The traditional French recipe included pork, tomato concasse, tomato puree, vegetables, and
seasonings that are thickened with roux. The other versions,however, do not contain roux and
is based on tomato chunks and puree.
Recipe
Sl.No Ingredients Quantity
1. Olive oil 70ml
2. Tomato Paste 80 g
3. Chopped tomatoes 1 kg
4. Onions 100gm
5. Garlic 20gm
6. White wine 50ml
7. Basil 10gm
8. Salt /Pepper To taste
Method
USES OF SAUCE
Sauces are used to add a contrast in taste to another food. Apple sauce with fresh roast pork
serves the same purpose. Broadly speaking any condiment or mixture of food, which serves to
contrast with or compliment another food, can be termed a sauce. In this broad sense a peanut
butter and jelly mixture would be a sauce to a piece of bread if they were served together.

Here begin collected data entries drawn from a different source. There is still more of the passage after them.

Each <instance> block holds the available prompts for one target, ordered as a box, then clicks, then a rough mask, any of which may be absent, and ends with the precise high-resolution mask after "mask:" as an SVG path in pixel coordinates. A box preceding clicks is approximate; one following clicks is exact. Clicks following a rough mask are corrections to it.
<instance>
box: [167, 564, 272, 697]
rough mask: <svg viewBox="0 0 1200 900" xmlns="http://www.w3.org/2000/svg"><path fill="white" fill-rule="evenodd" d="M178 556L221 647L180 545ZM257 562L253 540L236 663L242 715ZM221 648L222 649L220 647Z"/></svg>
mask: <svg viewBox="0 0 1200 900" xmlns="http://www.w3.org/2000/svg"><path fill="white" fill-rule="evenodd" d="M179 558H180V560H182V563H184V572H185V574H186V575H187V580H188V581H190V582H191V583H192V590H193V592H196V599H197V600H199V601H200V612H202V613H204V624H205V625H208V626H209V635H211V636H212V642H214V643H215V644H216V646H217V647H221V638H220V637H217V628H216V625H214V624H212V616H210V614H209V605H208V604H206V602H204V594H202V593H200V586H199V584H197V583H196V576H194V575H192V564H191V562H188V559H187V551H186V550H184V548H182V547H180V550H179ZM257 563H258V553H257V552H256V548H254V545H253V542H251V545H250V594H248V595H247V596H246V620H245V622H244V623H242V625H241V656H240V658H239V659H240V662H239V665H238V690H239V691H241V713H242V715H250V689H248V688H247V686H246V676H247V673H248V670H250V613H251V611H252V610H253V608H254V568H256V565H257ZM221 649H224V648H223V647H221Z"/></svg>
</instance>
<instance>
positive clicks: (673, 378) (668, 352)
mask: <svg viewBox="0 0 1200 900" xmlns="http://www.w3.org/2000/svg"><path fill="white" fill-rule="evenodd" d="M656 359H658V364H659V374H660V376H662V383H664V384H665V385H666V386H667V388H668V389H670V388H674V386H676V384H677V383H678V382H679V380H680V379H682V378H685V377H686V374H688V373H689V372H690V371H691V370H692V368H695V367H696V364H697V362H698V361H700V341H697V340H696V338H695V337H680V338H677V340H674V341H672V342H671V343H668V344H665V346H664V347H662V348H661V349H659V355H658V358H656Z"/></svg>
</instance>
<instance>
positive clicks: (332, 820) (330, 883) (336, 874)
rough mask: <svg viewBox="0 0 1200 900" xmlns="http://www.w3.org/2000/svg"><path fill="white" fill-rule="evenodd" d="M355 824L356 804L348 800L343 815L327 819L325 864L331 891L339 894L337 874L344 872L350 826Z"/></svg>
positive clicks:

Some sauces are used to add sharpness or tanginess to a bland food. A remoulade sauce served
with shrimp is an example of a piquant sauce.
Sauces may add to the appearance of food, sometimes as a coating which is poured or brushed
over the food to give a pleasing appearance to an otherwise uninteresting item. the chaud-froid
sauce made with a cream or mayonnaise and gelatine is used to coat various food items.
Sauces such as barbeque sauce are used to modify the original flavour of a food, blending the
sauce flavour with the flavour of the food.
Some sauces are used to disguise or mask the original flavour of the food. As the French use the
work `mask' in regard to sauces, masking a food with a jelly or sauce is to completely cover it
physically hiding its appearance. Masking does not change the true flavour of the food.
Sauces should never be used to change the flavour of a food material, only to enhance or to
compliment the flavour of the food.
Salad dressings such as French dressing and mayonnaise could also in this sense be considered
sauces. However, sauces are usually considered those mixtures served with meats, entrees,
desserts and other major foods as a compliment or contrast to their flavour.
Points to be remembered
When ever the above sauces are served with chicken,veal,fish or shell fishes,they are
seasoned to taste with salt and pepper and adjusted for consistency to suit the
requirements.Again the above sauces are used for a glazed dish,egg yolk or a sabayon
should be added to the sauce just prior to glazing.Once egg yolk has been added do not
reboil,other wise the sauce will separate.
SABAYON
Mix yolk of egg with a few drops of water and whisk over bain-mari to ribbon stage.used to
enrich sauce and assist when a glazed appearance is required.